Windows and Mirrors - Read, Think, Do - Florence Sprague - February 2023
After a painfully long time since the first incursion of Europeans onto North America we have entered an era of the Indigenous Land Acknowledgement. You have likely seen and heard them in many places, from the start of events for League, the Guthrie Theater, your place of worship, museums, restaurants…well, just about everywhere it seems, and this is a good thing.
LWVMN recently released the version shown on the right [https://www.lwvmn.org/land-acknowledgement]. When drafting this wording, LWVMN used many resources in the indigenous community, particularly the Native Governance Center. I encourage you to go to LWVMN’s Indigenous Land Acknowledgement page and read the interesting resources that accompany the statement.

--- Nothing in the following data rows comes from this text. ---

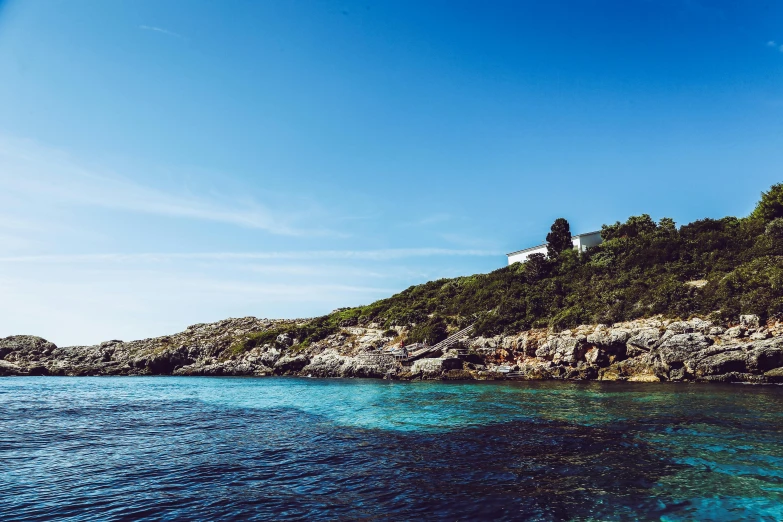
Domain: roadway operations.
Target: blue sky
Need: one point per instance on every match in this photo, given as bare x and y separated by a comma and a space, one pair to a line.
164, 163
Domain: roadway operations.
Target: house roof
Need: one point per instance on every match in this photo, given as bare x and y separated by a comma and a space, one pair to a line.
545, 244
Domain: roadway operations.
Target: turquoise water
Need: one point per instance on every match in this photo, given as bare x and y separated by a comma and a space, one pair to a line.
289, 448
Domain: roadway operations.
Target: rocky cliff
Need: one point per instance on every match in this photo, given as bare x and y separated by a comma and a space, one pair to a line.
644, 350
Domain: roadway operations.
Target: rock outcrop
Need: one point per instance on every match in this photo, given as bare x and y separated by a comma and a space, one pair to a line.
645, 350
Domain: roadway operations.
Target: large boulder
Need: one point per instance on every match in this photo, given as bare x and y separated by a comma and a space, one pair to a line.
291, 363
564, 348
25, 347
7, 368
610, 340
433, 368
326, 364
676, 348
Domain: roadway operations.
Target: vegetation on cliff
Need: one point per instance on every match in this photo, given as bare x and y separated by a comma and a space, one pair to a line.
716, 268
719, 268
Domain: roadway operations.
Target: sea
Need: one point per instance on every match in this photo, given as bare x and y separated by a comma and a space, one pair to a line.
285, 448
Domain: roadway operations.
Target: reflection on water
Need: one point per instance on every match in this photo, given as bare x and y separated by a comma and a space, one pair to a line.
284, 448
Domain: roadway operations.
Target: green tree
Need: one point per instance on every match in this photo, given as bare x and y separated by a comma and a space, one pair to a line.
775, 228
559, 239
771, 204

A link on that page takes you to the Native Governance Center website. There it is quickly clear that acknowledgements like these are important, but they are important not as an accomplishment, but as the first step on a longer journey, and those of us reading, hearing, and utilizing such statements have a lot more to do.
To my knowledge, LWVMN has not promulgated any guidelines for local Leagues on whether we should use LWVMN’s statement or create our own. Nor are there guidelines on when and how to use this or our own statement. This gives us the leeway and the responsibility to think at length and depth about the meaning and purpose of the words.
In its Guide to Indigenous Land Acknowledgments, the Native Governance Center offers several thinking points for us to ponder on this journey.
- Start with self-reflection.
- Do your homework about your location.
- Don’t sugarcoat the past.
- Think in past, present, and future tenses.
These are important because they lay the foundation for the further steps and hard work our communities need. It is complicated, with no one-size-fits-all answers to the multitude of issues our history has left us with. They also note, “Starting somewhere is better than not trying at all. We need to share in Indigenous peoples’ discomfort. They’ve been uncomfortable for a long time. Dr. Kate Beane (Flandreau Santee Dakota and Muskogee Creek) says, ‘We have to try. Starting out with good intentions and a good heart is what matters most.’”
Please bring your good heart to this matter. Read, think, and help LWV of Roseville Area to discern how to go forward. What is our why? Where will it take us? Where will we take it?